In response to Input’s inquiry about the begging videos, a TikTok spokesperson says, “We do not tolerate behavior that is deceptive in nature and take action where we see violations of our Community Guidelines, such as removing content [and] banning accounts, including from Live.”

‘We’re homeless’

Communicating with those who claim to go Live from refugee camps is difficult, as many don’t speak English. Input reached out to eight accounts that had live-streamed videos and spoke with two via the app.

“They fought us, demolished houses, abandoned us and we’re homeless,” says one, @gm_____sy0, whose profile description, written in English, is “I’m not cheating I need your help for the kids 💔😔😔.”

@gm____sy0 spoke to Input via text in Portuguese, which was translated automatically. They claim the Syrian army decimated the fields in which they lived in Idlib. For the past decade, they say, they’ve been based in a camp on the Turkish border.
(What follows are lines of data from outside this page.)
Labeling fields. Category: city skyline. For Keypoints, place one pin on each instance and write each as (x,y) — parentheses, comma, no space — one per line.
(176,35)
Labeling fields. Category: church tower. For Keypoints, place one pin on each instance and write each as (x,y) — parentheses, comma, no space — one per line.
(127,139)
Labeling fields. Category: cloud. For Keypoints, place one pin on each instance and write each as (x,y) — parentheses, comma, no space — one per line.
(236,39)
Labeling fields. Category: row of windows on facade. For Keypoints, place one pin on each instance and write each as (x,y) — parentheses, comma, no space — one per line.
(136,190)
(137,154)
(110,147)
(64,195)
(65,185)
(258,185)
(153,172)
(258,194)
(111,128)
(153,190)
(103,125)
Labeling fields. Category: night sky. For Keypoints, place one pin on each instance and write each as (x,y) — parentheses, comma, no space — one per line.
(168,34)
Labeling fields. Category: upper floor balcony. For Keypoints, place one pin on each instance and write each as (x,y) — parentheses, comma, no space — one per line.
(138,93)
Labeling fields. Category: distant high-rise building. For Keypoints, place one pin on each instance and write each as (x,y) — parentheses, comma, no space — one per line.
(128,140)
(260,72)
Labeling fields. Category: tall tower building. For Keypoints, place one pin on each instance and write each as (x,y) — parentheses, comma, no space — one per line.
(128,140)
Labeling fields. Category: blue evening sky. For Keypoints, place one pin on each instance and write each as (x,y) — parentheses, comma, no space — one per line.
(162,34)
“We show the live stream to get daily food to feed our kids. We are very hungry and thirsty.”

Because of the challenges of life in the camp, @gm____sy0 says, they joined TikTok a month ago. The camp is crowded, they say, and conditions are terrible. “We don’t have food or water, and we suffer for living,” they say. “We show the live stream to get daily food to feed our kids. We are very hungry and thirsty.”
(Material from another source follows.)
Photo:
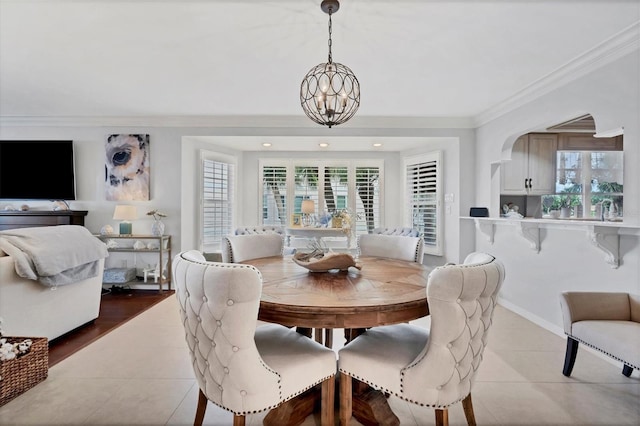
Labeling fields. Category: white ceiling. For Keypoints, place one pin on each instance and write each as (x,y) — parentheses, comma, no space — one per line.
(198,60)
@gm____sy0 — who no longer has Live access — says they’re far from alone: “There are a lot of people on TikTok like me.” That includes @user1828419131780, a man whose videos show at least four children. Writing in broken English, he says he and his family moved to a camp near the Turkish border eight years ago because of a lack of work in the north of Syria where he lived.
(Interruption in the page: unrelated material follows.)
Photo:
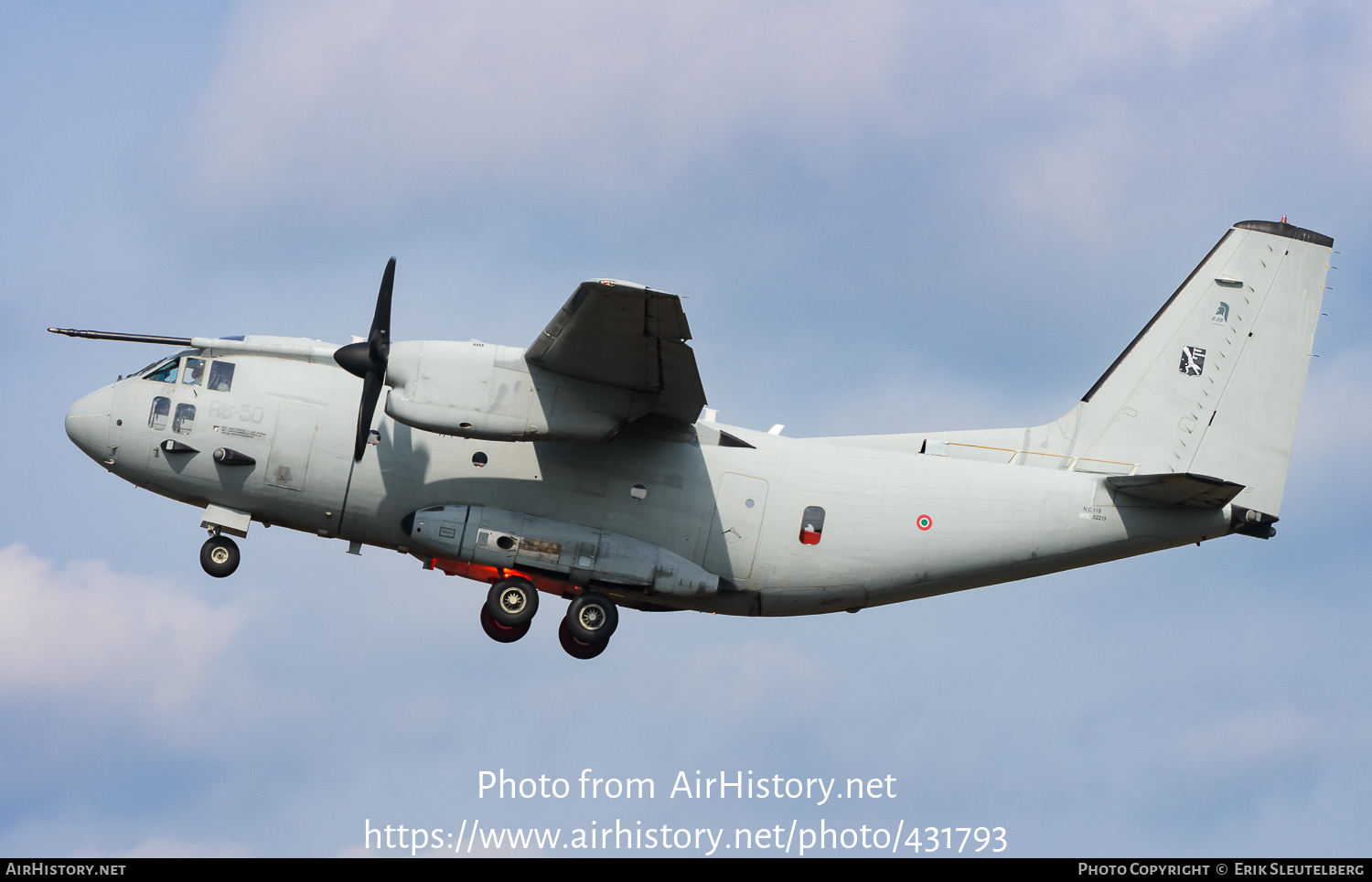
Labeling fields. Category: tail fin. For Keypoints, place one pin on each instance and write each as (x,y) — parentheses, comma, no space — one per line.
(1212,386)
At one point, @user1828419131780 offers to provide proof of the difficulties he’s facing. “I send you pictures of the camp and how I live, me and my children,” he writes. “A very bad situation.”

I give him my email address. No pictures ever arrive. He stops answering my questions.

It’s difficult to know why such users are so unwilling to talk. Skeptics will say it’s because they’re aware of the questions about their legitimacy and don’t want to give away the game while it’s still lucrative. Believers will point to the fact that surviving in refugee camps is difficult enough without answering questions from Western journalists.

Whatever the case may be, TikTok users should approach these accounts with caution. “Access to social media can generate opportunities, especially for vulnerable populations,” says UNHCR’s Hazelwood, “but it can also be misused sometimes to exploit and hurt.”